Dimanche, la Grèce a dit «non» («oxi») à plus de 60 % aux propositions de ses créanciers. Une victoire pour Tsípras qui plonge l’Union européenne dans l’inconnu.

Le grécia

por MARIA MALAGARDIS/ Libérarion/ Envoyée epéciale à Athènes

Trois lettres qui claquent : «oxi» – le «non» – l’emporte. Il gagnerait même nettement, avec plus de 60 % des suffrages après dépouillement des trois quarts des bulletins. Ce référendum historique s’est tenu dimanche à l’issue d’une campagne très tendue. Depuis l’annonce du scrutin il y a à peine une semaine, les opposants au Premier ministre, Aléxis Tsípras, comme la plupart des leaders européens, s’étaient en effet lancés dans une campagne acharnée pour menacer les Grecs du pire, en cas de réponse négative. Jamais lors d’un scrutin organisé dans un pays européen les interventions extérieures n’auront été aussi flagrantes.

MENACES ORALES

Les Grecs sont certes habitués aux ultimatums non négociables depuis le début de la crise de la dette en 2010, mais même à leur niveau d’électrochocs répétés, une telle pression est sans précédent.

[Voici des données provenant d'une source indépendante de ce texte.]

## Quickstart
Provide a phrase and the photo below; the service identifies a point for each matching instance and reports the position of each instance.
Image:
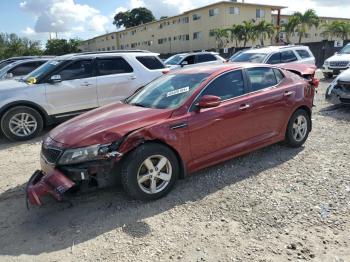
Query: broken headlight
(84, 154)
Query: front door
(76, 91)
(217, 131)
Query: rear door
(77, 89)
(116, 79)
(272, 100)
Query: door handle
(288, 93)
(244, 107)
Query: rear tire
(298, 129)
(327, 75)
(21, 123)
(149, 172)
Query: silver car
(70, 85)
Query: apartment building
(313, 34)
(189, 31)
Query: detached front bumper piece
(39, 185)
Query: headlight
(84, 154)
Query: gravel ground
(276, 204)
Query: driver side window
(77, 70)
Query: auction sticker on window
(178, 91)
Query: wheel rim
(154, 174)
(23, 124)
(300, 128)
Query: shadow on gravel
(339, 112)
(57, 226)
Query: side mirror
(8, 76)
(183, 63)
(208, 101)
(55, 79)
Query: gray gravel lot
(276, 204)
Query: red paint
(211, 135)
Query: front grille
(50, 154)
(339, 63)
(345, 100)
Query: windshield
(345, 50)
(169, 91)
(249, 57)
(174, 60)
(41, 71)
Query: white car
(277, 55)
(72, 84)
(193, 59)
(337, 63)
(21, 68)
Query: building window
(213, 12)
(196, 17)
(260, 13)
(197, 35)
(234, 10)
(185, 20)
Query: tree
(305, 21)
(339, 29)
(62, 46)
(221, 36)
(264, 30)
(135, 17)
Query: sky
(88, 18)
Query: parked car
(5, 62)
(184, 121)
(277, 55)
(21, 68)
(338, 92)
(193, 59)
(69, 85)
(337, 63)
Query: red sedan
(182, 122)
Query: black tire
(35, 116)
(134, 161)
(327, 75)
(290, 140)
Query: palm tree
(221, 36)
(305, 21)
(264, 30)
(337, 29)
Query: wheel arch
(46, 118)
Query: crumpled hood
(106, 124)
(11, 84)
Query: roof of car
(105, 54)
(271, 49)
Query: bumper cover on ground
(39, 185)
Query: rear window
(303, 53)
(150, 62)
(112, 66)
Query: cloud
(63, 15)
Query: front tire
(149, 172)
(21, 123)
(298, 129)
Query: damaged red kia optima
(182, 122)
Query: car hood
(339, 57)
(11, 84)
(106, 124)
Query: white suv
(277, 55)
(70, 85)
(337, 63)
(193, 59)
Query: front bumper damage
(40, 185)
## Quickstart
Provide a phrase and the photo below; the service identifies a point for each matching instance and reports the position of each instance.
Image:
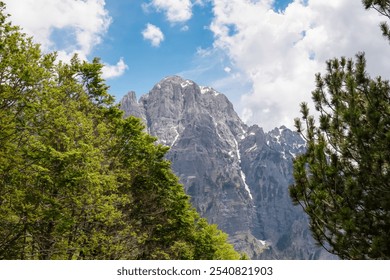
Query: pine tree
(343, 180)
(382, 7)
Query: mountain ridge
(237, 176)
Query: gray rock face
(237, 176)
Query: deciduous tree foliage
(77, 180)
(343, 180)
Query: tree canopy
(79, 181)
(343, 181)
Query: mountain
(237, 176)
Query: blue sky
(262, 54)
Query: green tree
(342, 181)
(77, 180)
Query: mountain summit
(237, 176)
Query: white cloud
(113, 71)
(87, 20)
(281, 52)
(175, 10)
(153, 34)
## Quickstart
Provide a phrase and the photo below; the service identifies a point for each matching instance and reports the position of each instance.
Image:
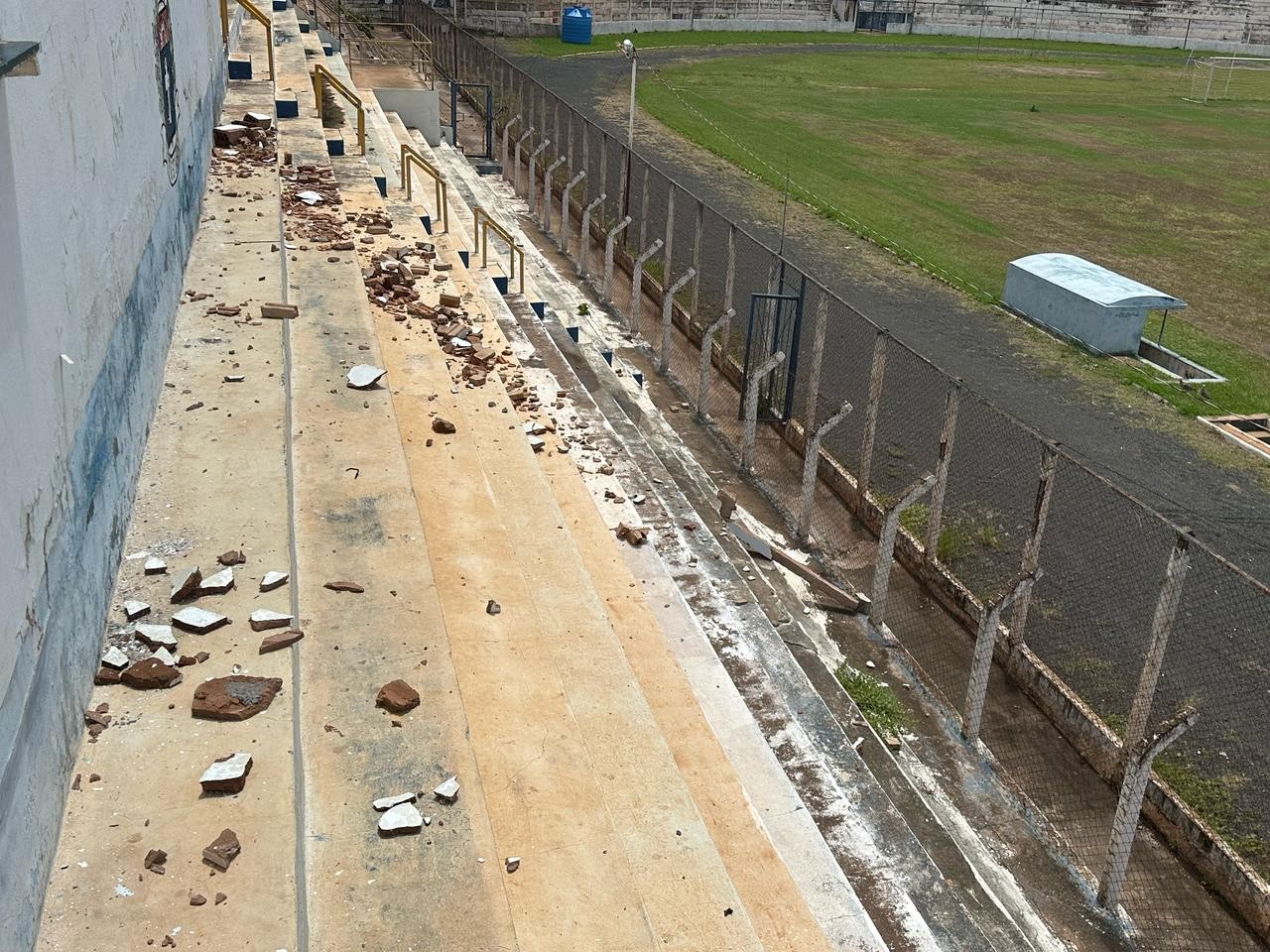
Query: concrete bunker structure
(1103, 309)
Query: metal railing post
(934, 522)
(703, 367)
(875, 379)
(608, 255)
(1167, 603)
(887, 546)
(547, 191)
(753, 386)
(984, 643)
(811, 465)
(531, 193)
(566, 213)
(638, 286)
(584, 250)
(1128, 809)
(667, 316)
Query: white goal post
(1227, 79)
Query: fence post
(1161, 627)
(887, 547)
(566, 213)
(752, 386)
(547, 191)
(952, 403)
(811, 463)
(813, 391)
(670, 232)
(530, 193)
(697, 261)
(507, 140)
(1128, 807)
(667, 316)
(875, 377)
(584, 244)
(1032, 547)
(516, 180)
(608, 254)
(703, 367)
(636, 286)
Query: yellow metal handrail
(481, 236)
(409, 154)
(320, 73)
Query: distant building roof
(1096, 284)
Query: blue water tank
(575, 26)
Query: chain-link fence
(1097, 587)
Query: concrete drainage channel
(933, 883)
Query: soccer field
(969, 160)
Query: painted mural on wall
(166, 68)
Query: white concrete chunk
(198, 620)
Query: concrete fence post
(875, 379)
(1032, 547)
(547, 191)
(1167, 603)
(507, 143)
(668, 315)
(980, 664)
(887, 547)
(566, 214)
(752, 386)
(516, 172)
(636, 286)
(531, 191)
(811, 463)
(584, 244)
(935, 522)
(1128, 809)
(703, 367)
(813, 388)
(608, 254)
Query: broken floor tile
(217, 584)
(150, 674)
(389, 802)
(264, 619)
(186, 583)
(365, 376)
(222, 851)
(234, 698)
(280, 640)
(157, 636)
(198, 620)
(447, 791)
(398, 697)
(404, 817)
(226, 774)
(273, 580)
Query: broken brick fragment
(398, 697)
(234, 698)
(222, 851)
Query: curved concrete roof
(1095, 284)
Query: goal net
(1228, 79)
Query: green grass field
(965, 160)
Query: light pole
(633, 55)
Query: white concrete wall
(94, 230)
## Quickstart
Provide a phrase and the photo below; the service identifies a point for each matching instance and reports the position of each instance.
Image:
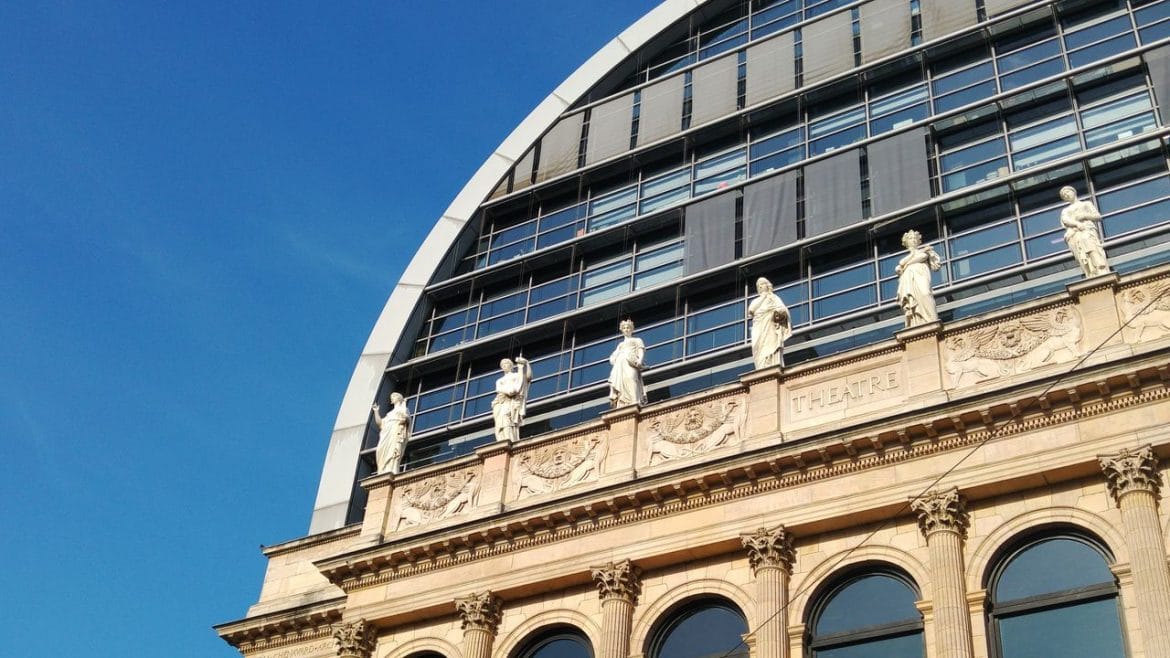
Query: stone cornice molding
(1131, 471)
(480, 611)
(355, 639)
(770, 549)
(943, 511)
(775, 467)
(618, 580)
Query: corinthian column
(618, 584)
(771, 555)
(943, 521)
(355, 639)
(1134, 482)
(480, 614)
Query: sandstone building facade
(986, 485)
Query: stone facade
(928, 453)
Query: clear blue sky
(202, 208)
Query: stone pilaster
(480, 614)
(618, 584)
(356, 639)
(1135, 484)
(943, 521)
(771, 555)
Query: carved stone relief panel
(436, 498)
(1146, 310)
(559, 465)
(1012, 345)
(695, 430)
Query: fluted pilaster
(618, 584)
(1134, 481)
(771, 555)
(356, 639)
(943, 521)
(480, 614)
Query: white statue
(509, 405)
(770, 326)
(626, 372)
(393, 430)
(914, 294)
(1082, 233)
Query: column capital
(943, 511)
(770, 548)
(480, 611)
(356, 639)
(1131, 471)
(618, 580)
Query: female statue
(914, 294)
(1081, 221)
(392, 433)
(626, 372)
(508, 408)
(770, 326)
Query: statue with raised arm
(1082, 233)
(914, 293)
(509, 405)
(393, 430)
(770, 326)
(626, 362)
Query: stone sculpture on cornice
(626, 364)
(509, 405)
(770, 326)
(393, 432)
(914, 290)
(1082, 233)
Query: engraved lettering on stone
(1147, 310)
(695, 430)
(847, 391)
(1014, 345)
(438, 498)
(559, 466)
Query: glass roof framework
(549, 268)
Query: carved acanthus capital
(1131, 471)
(941, 512)
(480, 611)
(618, 580)
(356, 639)
(770, 549)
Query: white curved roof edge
(349, 430)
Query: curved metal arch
(349, 429)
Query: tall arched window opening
(1055, 596)
(707, 628)
(868, 614)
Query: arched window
(561, 642)
(867, 615)
(707, 628)
(1055, 596)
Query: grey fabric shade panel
(944, 16)
(714, 89)
(1158, 62)
(832, 193)
(709, 228)
(559, 148)
(996, 7)
(899, 176)
(770, 213)
(661, 114)
(827, 47)
(608, 129)
(885, 28)
(771, 68)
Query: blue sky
(202, 208)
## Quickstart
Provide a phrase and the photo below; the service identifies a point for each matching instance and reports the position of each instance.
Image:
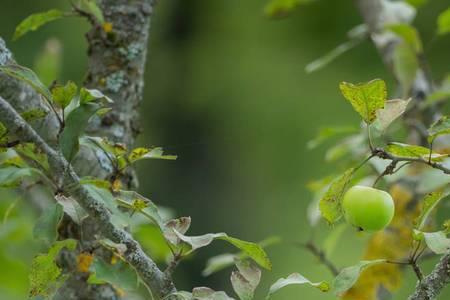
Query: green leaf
(63, 95)
(89, 95)
(181, 225)
(222, 261)
(3, 130)
(412, 151)
(327, 133)
(245, 279)
(34, 21)
(100, 183)
(204, 293)
(281, 8)
(252, 250)
(436, 241)
(91, 7)
(409, 35)
(330, 204)
(28, 76)
(34, 114)
(417, 3)
(348, 276)
(332, 239)
(72, 208)
(440, 127)
(405, 66)
(13, 176)
(146, 153)
(218, 263)
(33, 153)
(366, 98)
(444, 22)
(45, 276)
(391, 111)
(75, 124)
(428, 204)
(296, 278)
(130, 199)
(332, 55)
(46, 227)
(48, 61)
(120, 274)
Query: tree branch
(381, 153)
(377, 14)
(430, 287)
(160, 284)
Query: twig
(431, 285)
(159, 283)
(381, 153)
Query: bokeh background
(227, 92)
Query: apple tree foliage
(376, 152)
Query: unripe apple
(368, 208)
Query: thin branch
(316, 251)
(159, 283)
(381, 153)
(432, 284)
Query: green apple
(368, 208)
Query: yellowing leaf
(330, 204)
(34, 21)
(366, 98)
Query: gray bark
(377, 14)
(116, 62)
(430, 287)
(157, 281)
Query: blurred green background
(227, 92)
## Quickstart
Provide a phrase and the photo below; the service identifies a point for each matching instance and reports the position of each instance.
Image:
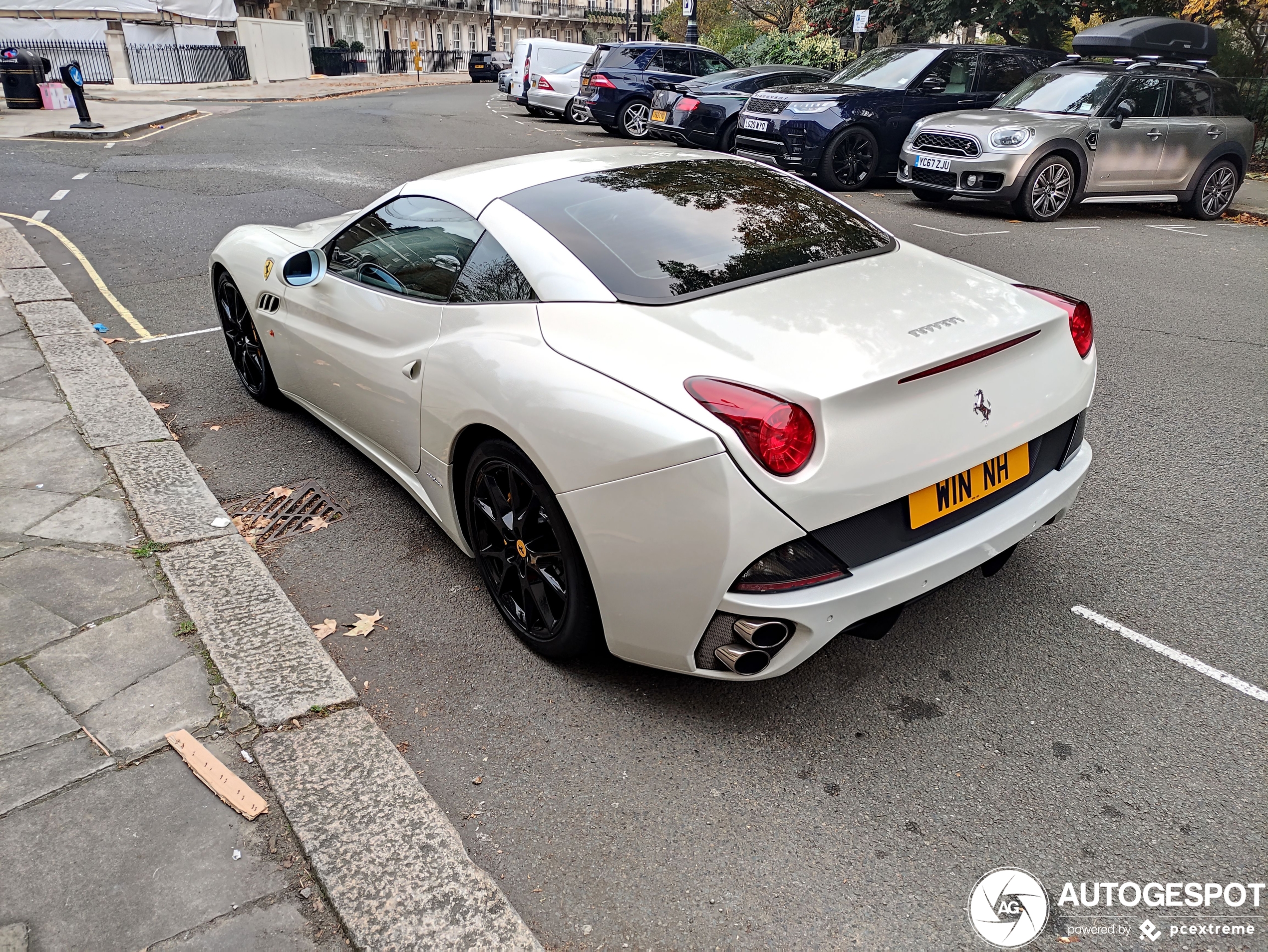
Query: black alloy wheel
(1049, 192)
(850, 160)
(930, 194)
(1214, 193)
(527, 553)
(247, 350)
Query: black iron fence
(153, 62)
(1255, 103)
(94, 59)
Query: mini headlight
(1010, 137)
(814, 107)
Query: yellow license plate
(956, 492)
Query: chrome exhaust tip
(742, 659)
(762, 633)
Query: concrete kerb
(392, 865)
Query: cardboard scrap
(220, 779)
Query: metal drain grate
(273, 516)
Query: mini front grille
(770, 107)
(947, 145)
(931, 178)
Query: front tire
(1214, 193)
(247, 349)
(851, 160)
(1049, 191)
(527, 553)
(633, 121)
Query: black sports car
(703, 112)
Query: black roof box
(1148, 36)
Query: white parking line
(1187, 661)
(963, 235)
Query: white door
(358, 340)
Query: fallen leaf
(364, 626)
(326, 628)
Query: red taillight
(779, 434)
(1078, 312)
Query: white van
(537, 56)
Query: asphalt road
(856, 800)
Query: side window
(999, 73)
(414, 246)
(1147, 92)
(491, 276)
(1227, 100)
(1190, 98)
(951, 74)
(672, 61)
(708, 62)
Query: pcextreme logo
(1008, 908)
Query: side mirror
(1121, 112)
(306, 268)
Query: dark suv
(622, 78)
(851, 128)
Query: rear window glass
(667, 231)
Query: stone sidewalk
(130, 608)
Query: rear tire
(1214, 193)
(850, 160)
(527, 553)
(1049, 191)
(931, 194)
(632, 122)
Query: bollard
(74, 80)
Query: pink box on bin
(55, 95)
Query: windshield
(666, 230)
(1068, 93)
(888, 67)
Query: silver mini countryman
(1147, 123)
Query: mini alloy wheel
(850, 161)
(1048, 192)
(634, 119)
(247, 350)
(527, 553)
(1214, 193)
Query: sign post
(860, 28)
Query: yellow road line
(92, 273)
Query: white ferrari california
(689, 406)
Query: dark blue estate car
(850, 130)
(621, 80)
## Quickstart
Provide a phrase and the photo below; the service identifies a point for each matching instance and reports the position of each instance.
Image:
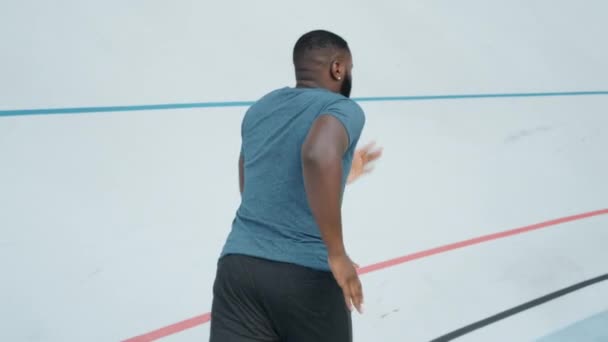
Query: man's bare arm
(322, 153)
(241, 174)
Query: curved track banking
(205, 318)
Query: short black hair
(318, 39)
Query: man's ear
(337, 70)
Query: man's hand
(362, 160)
(345, 273)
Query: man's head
(323, 59)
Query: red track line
(202, 319)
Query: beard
(346, 85)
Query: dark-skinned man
(284, 273)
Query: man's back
(274, 220)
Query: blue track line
(83, 110)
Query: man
(284, 274)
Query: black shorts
(260, 300)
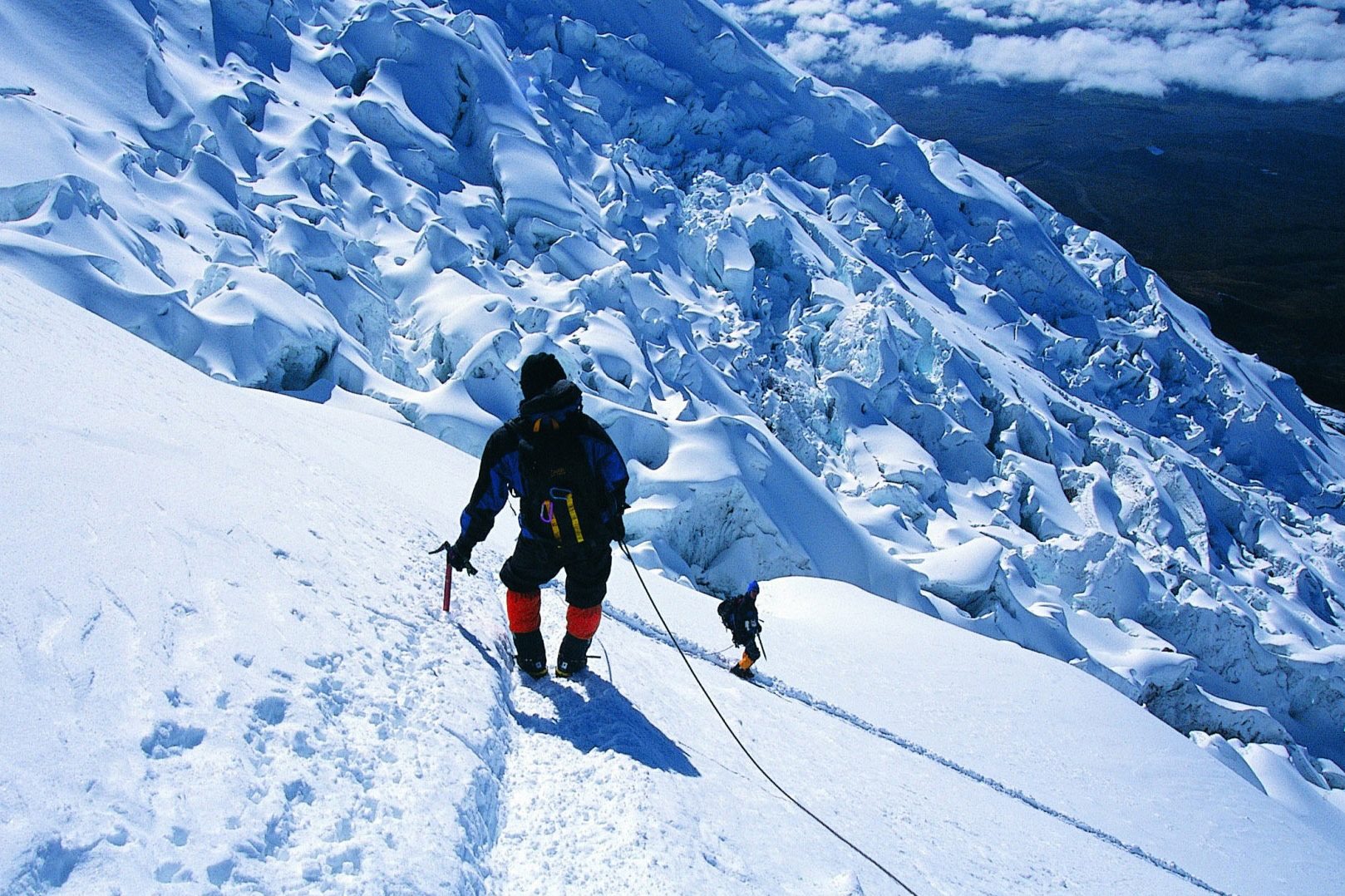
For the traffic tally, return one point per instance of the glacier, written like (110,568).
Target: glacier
(826,346)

Menaces orales et asphyxie des liquidités ont créé un climat de psychose d’autant plus fort que le référendum s’est déroulé avec des banques fermées et un contrôle des capitaux. La victoire du non est donc significative et les leaders européens qui ont tenté d’imposer leur propre question (non pas l’acceptation ou non des réformes des créanciers mais un choix pour ou contre l’Europe) devront tirer les enseignements de ce scrutin.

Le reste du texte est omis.